The screenwriter Joe Eszterhas claims he once sold a screenplay for a film with the pitch: “It’s Jaws, with paws!”. We like to imagine a similar pitch took place at Walt Disney studios viz: “It’s the UN, with mice!”. This pretty much sums up the premise of 1977’s The Rescuers, a tale of two mice who set off on an adventure of epic proportions to rescue a kidnapped girl from treasure hunters.

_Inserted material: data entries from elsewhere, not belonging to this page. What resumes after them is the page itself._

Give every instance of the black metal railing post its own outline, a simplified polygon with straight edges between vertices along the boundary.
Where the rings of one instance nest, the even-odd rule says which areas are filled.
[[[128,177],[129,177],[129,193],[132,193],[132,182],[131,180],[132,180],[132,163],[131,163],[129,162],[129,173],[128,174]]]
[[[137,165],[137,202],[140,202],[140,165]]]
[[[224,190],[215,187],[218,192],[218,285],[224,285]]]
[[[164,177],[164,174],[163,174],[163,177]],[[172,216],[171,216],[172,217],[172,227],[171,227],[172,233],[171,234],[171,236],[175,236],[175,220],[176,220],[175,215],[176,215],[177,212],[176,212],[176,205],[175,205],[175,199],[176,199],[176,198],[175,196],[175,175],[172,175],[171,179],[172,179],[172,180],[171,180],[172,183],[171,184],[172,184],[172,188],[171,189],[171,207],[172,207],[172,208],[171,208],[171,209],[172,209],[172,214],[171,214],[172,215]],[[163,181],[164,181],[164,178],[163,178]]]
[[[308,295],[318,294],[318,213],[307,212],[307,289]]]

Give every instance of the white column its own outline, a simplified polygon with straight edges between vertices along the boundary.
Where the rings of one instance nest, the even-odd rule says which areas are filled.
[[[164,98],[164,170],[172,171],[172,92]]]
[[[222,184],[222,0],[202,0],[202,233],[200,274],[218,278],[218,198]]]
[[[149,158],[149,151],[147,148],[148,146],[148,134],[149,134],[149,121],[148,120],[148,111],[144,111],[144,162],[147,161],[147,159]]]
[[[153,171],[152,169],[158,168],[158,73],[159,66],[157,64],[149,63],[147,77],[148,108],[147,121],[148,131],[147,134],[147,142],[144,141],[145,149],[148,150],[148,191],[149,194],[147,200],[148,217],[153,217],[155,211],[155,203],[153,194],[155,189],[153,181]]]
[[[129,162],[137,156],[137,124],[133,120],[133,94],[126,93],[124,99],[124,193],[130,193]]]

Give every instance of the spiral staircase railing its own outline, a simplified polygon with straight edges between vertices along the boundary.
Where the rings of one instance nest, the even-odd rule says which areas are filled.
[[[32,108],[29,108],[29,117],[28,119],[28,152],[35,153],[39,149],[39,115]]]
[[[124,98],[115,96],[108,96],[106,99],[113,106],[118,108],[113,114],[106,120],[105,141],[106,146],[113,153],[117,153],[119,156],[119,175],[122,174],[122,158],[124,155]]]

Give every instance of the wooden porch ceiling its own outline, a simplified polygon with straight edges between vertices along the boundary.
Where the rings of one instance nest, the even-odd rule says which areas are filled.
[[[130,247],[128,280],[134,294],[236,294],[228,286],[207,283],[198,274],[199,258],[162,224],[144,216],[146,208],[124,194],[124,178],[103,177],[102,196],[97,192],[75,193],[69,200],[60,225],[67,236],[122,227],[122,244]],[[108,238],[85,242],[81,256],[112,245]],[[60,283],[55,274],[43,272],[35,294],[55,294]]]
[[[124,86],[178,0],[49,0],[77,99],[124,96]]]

There is a feeling of leftovers here, Medusa feeling like a sub-par Cruella de Vil, such that the erratic driving scene appears to have used animation lifted directly from One Hundred and One Dalmatians. Though one might more generously say that she and her two pet crocodiles were a forerunner for The Little Mermaid’s Ursula and her electric eels. The idea-guys also appear to have got bored half way through thinking up ingenious examples of mice repurposing human objects for their own needs. We begin with an international conference taking place inside a steamer trunk, followed by a journey in a sardine can aboard an albatross, but by the time we land in the sticks, the mice are swigging from miniature jars, using miniature rolling-pins and carrying miniature pitch-forks and fishing-rods (presumably purchased from a miniature shop with miniature money???). Furthermore, whoever was in charge of plucking country names out of the encyclopaedia clearly couldn’t cope with African country names, yet somehow decided that Austria and Vienna were separate entities.

The cynical viewer might even question what right these over-zealous mice had to intercept a message in a bottle, clearly destined for human recipients, but to their credit, they do get the job done.

It may be unfair to nitpick at a film which was only ever meant to be a B-movie, but got bumped up to the big league when another project fell through. As a result, newbie animators Glen Keane, Don Bluth and Ron Clements (who would go on to bring us The Little Mermaid, Beauty and the BeastAladdin and Hercules, to name but a few) got to work alongside three of Disney’s Nine Old Men: Ollie Johnston, Milt Kahl and Frank Thomas.

It’s a brave storyteller who mixes all the cuteness of two little mice (they use a comb for a ladder!) with a tale of child-trafficking and slave labour. Add in the unlikely pairing of Eva Gabor with Bon Newhart and you’ve got yourself something that can only be put down to Disney Magic.